PAF_FILE = '/tmp/synthetic_alignments.paf'
with open(PAF_FILE, 'w') as fh:
fh.write(SYNTHETIC_PAF)
if PAF_OUTPUT is None:
PAF_OUTPUT = PAF_FILE
print(f'Using PAF file: {PAF_OUTPUT}')
4. Load PAF and reorder contigs for maximum collinearity¶
PafAlignment.reorder_contigs() uses a gravity-centre algorithm to sort contigs so the dotplot shows maximum collinearity along the diagonal. Unmatched contigs are placed at the end, sorted by descending length.
aln = PafAlignment.from_file(PAF_OUTPUT)
print(aln)
q_sorted, t_sorted = aln.reorder_contigs()
print('Sorted query contigs:', q_sorted)
print('Sorted target contigs:', t_sorted)
5. Plot alignments¶
DotPlotter accepts a PafAlignment directly — no SequenceIndex is
required. Sequence lengths are read from the PAF records, and alignment
segments are drawn using the strand colour convention: forward (+) matches
are blue and reverse-complement (-) matches are red.
plotter = DotPlotter(aln)
# Use the sorted contig order; scale panels by sequence length
plotter.plot(
query_names=q_sorted,
target_names=t_sorted,
output_path='/tmp/minimap2_dotplot.png',
figsize_per_panel=4.0,
scale_sequences=True,
title='Minimap2 alignment — sorted contigs',
dpi=100,
)
from IPython.display import Image
Image('/tmp/minimap2_dotplot.png')
6. Colour alignments by identity¶
PAF records include a residue_matches column and an alignment_block_len
column that together define sequence identity:
$$\text{identity} = \frac{\text{residue\_matches}}{\text{alignment\_block\_len}}$$
Pass color_by_identity=True to DotPlotter.plot() to colour each alignment
segment by identity instead of using flat strand colours. Any Matplotlib
colormap is accepted via identity_palette (default 'viridis').
DotPlotter.plot_identity_colorbar() generates a standalone colorbar figure
that you can display alongside the dotplot.
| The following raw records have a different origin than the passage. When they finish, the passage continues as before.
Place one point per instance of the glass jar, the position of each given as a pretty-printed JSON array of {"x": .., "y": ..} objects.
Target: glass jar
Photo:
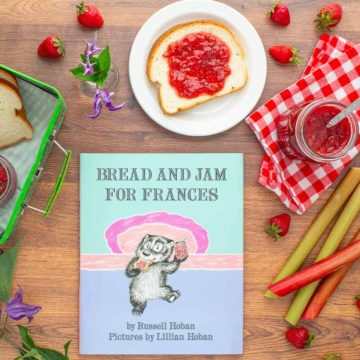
[
  {"x": 181, "y": 250},
  {"x": 302, "y": 132},
  {"x": 8, "y": 181}
]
# The same PafAlignment is used; enable identity colouring
plotter_identity = DotPlotter(aln)
plotter_identity.plot(
query_names=q_sorted,
target_names=t_sorted,
output_path='/tmp/minimap2_identity_dotplot.png',
figsize_per_panel=4.0,
scale_sequences=True,
color_by_identity=True,
identity_palette='viridis',
title='Minimap2 alignment — coloured by identity',
dpi=100,
)
# Render the identity colour scale as a separate figure
fig_cb = plotter_identity.plot_identity_colorbar(
palette='viridis',
output_path='/tmp/minimap2_identity_colorbar.png',
dpi=100,
)
plt.close(fig_cb)
from IPython.display import Image
Image('/tmp/minimap2_identity_dotplot.png')
Summary¶
| Step | Tool | Purpose |
|---|---|---|
| Align | minimap2 -x asm5 |
Generate PAF alignments |
| Load | PafAlignment.from_file() |
Parse PAF records |
| Sort | aln.reorder_contigs() |
Maximise collinearity |
| Plot | DotPlotter(aln).plot(scale_sequences=True) |
Visualise with relative scaling |
| Colour by identity | DotPlotter(aln).plot(color_by_identity=True) |
Colour each segment by identity |
The scale_sequences=True option ensures each subplot's dimensions are
proportional to the actual lengths of the compared sequences, so short and
long contigs are not artificially stretched to the same size.